To me, it’s no different to seeing a photo of you and your boyfriend, or you on a night out with the girls, or you in your new apartment – or you and anything else that you decide to share with the world, considering the monstrous over-sharing powerhouses we’ve become through social media.

But pro-life advocates are thinking it’s a game changer. They’re dubbing us the “ultrasound generation” and believe this habit we have of sharing pre-natal photographs via social media channels will make us all more connected to the cellular blobs that are foetuses.

In 2014, when the famous ‘Fonsie Fetus’ went viral, writer Howard Slugh called it the “one of the most profound pro-life moments” of the year.

“Hopefully those pictures can help save millions of lives and bring us closer to the day when Americans look back on the era of abortion on demand as an abomination similar to the institution of slavery,” he wrote. “The mechanism for sharing a message can prove as important as the message itself. Ultrasounds, and other improving technologies, can help the pro-life movement persuade previously unreachable individuals.”

Advertisement The 'Fonzie Foetus': Brandon Hopkins posted this ultrasound image online of his baby giving a 'thumbs up' in the womb, and

Last month, senior fellow at the Catholic Association Ashley McGuire told Lenny Letter, "It seems almost expected now that when you're pregnant, and as soon as you feel comfortable telling people, you put the ultrasound picture up, and people immediately respond."

But this sharing and response is expected with everything. Not just pregnancy. It happens with friendships, motherhood, careers, travel, lifestyle, dieting, the type of breakfast you wake up to, the type of bedclothes you have, the kitchen appliances you've just purchased.

And to me, they're all one and the same.

Because the only reason you've shared that picture, is the same reason you shared a picture of your work station, or clean kitchen, or baked apple pie. You shared it because you're happy, proud and willing to make it part of your heavily edited, carefully curated, often utterly false, on-line persona.

For this reason, the image of the ultrasound has nothing to do with the foetus - or even with the image.
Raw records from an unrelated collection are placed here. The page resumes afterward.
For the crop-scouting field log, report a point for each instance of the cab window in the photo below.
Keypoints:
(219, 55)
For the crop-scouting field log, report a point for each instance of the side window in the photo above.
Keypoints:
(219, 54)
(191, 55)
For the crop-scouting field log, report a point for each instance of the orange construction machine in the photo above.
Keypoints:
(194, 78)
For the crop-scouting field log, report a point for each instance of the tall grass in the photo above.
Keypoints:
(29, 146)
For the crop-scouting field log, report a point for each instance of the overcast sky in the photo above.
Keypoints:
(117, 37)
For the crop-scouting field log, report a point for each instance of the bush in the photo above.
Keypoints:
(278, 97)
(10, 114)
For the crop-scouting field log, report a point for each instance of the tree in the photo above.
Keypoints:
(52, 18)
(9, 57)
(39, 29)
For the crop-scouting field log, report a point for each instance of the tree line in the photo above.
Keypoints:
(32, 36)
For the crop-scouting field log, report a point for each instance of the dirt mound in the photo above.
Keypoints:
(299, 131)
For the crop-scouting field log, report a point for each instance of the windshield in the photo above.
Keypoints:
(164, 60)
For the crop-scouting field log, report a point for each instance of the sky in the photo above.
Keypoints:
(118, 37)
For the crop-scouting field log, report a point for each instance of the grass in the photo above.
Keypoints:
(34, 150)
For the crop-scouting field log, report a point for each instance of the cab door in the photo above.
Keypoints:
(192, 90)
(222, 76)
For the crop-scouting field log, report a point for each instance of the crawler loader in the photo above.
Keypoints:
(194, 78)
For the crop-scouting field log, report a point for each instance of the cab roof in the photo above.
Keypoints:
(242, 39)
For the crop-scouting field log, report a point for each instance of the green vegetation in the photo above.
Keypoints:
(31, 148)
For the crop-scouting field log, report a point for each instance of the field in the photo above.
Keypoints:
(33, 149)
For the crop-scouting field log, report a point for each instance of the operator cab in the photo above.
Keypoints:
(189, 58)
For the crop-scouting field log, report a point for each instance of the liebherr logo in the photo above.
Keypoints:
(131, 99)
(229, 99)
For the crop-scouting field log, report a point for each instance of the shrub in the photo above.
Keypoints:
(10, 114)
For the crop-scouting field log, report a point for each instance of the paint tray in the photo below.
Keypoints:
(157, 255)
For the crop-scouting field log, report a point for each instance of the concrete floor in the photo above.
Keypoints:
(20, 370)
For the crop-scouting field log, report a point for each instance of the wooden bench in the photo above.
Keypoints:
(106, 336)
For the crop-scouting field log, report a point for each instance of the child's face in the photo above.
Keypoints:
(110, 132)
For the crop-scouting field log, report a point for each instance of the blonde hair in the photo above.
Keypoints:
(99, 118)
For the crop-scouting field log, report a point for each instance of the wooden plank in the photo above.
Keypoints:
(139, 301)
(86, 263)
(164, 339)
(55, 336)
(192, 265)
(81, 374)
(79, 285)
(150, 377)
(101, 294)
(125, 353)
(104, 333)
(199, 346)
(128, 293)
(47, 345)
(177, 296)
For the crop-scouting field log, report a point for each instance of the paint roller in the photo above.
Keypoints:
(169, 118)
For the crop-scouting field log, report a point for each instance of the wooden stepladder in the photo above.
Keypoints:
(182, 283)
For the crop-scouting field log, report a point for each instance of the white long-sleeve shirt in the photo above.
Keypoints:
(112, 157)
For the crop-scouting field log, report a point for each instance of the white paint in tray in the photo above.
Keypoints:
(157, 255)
A picture is the fastest, most effective way to tell your world "I am pregnant, I am happy to be pregnant, and I am ready to share". It's all about your story, your image, your on-line identity - it's not about the bundle of cells that will one day be your baby.

That's why the photo of your ultrasound doesn't have me questioning my deep-rooted belief that women should have the right to choose.

Because if I fell pregnant now, I would not be posting that image to Facebook. Why? Because I'm not yet ready for a baby to become a part of my story.

The same way I know for every happy, strategic, socially-shared pre-natal photo, there are several women who are never going to share a photo of their ultrasound to their social media feeds. They will never share that photo, because they are in no place – be it financially, physically, psychologically or circumstantially – to take that baby to term.

For them, falling pregnant wasn't a moment for likes, emojis or comments. It was a tough, heart-wrenching, very personal decision.

And that is their choice. The same way it is your choice to fill my feed with images of your ultrasound.

And your choice to show me those images on a Monday night should have nothing to do with the choice of other women to terminate a pregnancy with abortion. Because that ultrasound image is not about a foetus. Or a 'life'. It is, in fact, all about you.